Big Mama’s cankles were always always cold.

We were always lighting fires around her roly-poly heels; she was always not stepping on us.

We were growing growing and we kept building those fires bigger like us.

Big Mama said, Hey.

Big Mama said, It’s time I cut you loose.

We didn’t know what she was talking about cos there’d never been an umbilical cord between her and us. We’d flicked nutrients from her womb walls with our fetus tongues. Into each other’s mouths cos that’s how we rolled from day one, most of the time at least.

Big Mama said, Where’s your daddy?

Big Mama said, Go forth and make him laugh. Make him happy so he comes back again. Tell him I’m sorry; tell him the chilblains the chilblains.

We didn’t know what the hell she was talking about about chilblains but we did know we liked to smash and laugh.

So we left Big Mama and we smashed.

So we left Big Mama and we ran into our sibs and smashed open some of their heads. We wanted to see what we looked like inside. The rest cried and ran and then our daddy was mad and suddenly we were in a land without glass and there was no laughter and there was no Big Mama and there was no family and all we had were our sticks and each other.

One of us started humping an evergreen cos there was nothing to smash and it was funny cos he had his arms and legs entwined in the pokey branches and couldn’t get loose, but still we couldn’t laugh.

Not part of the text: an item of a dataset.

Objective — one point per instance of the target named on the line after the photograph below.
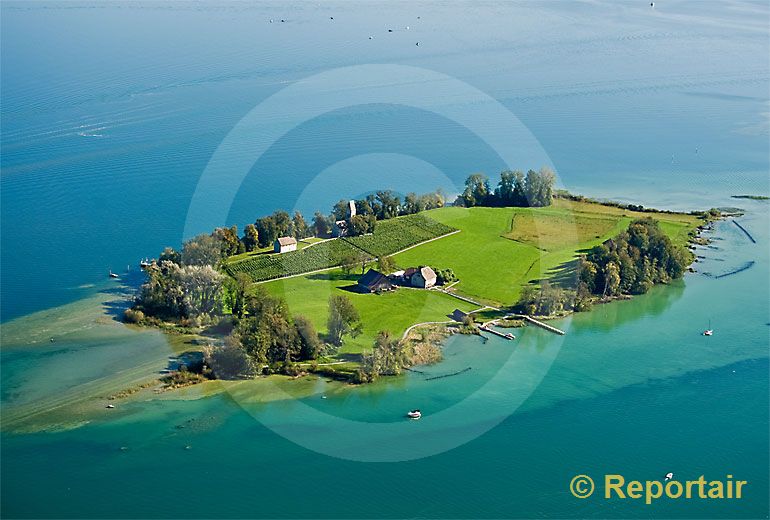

Then one of us started hitting the ground with his stick and he made a hole and put his dick in it and his dick got stuck and it was funny, but still we couldn’t laugh.

Then one of us made a fire and catapulted it at another’s head and burned his balaclava off and there was nothing there underneath and that wasn’t funny and we didn’t laugh.

& then we all raised our sticks at each other and started waving them and then we beat the shit out of each other cos we were scared and there was a rumble and there was lightning and then our daddy came back.

& he said, My sinners.

& then he said something about something but we didn’t quite catch it cos we were bleeding and bruising and some of us were still trying to secretly whack each other behind our daddy’s back cos some of us were still mad about the runt and some of us’d wanted to join the others who’d floated away on their tears and all of us were sad we weren’t with Big Mama and most of all, all of us missed the glass to smash that made us and daddy laugh.

& he said, You poor little bastards.

& he said, You poor balaclavaed fuckers.

& he gave us aphid shit to eat and sky piss to drink and suddenly we were in a land where there was glass all around, whole things made of glass, glass striving for the sky, glass getting lost in the clouds, shiny shiny ass glass, and there was rejoicing and wielding of sticks and we would smash and laugh our way up to our daddy someday we knew; we would smash a tower of glass and ride a tsunami of laughs, even if it killed us. Especially if it killed us.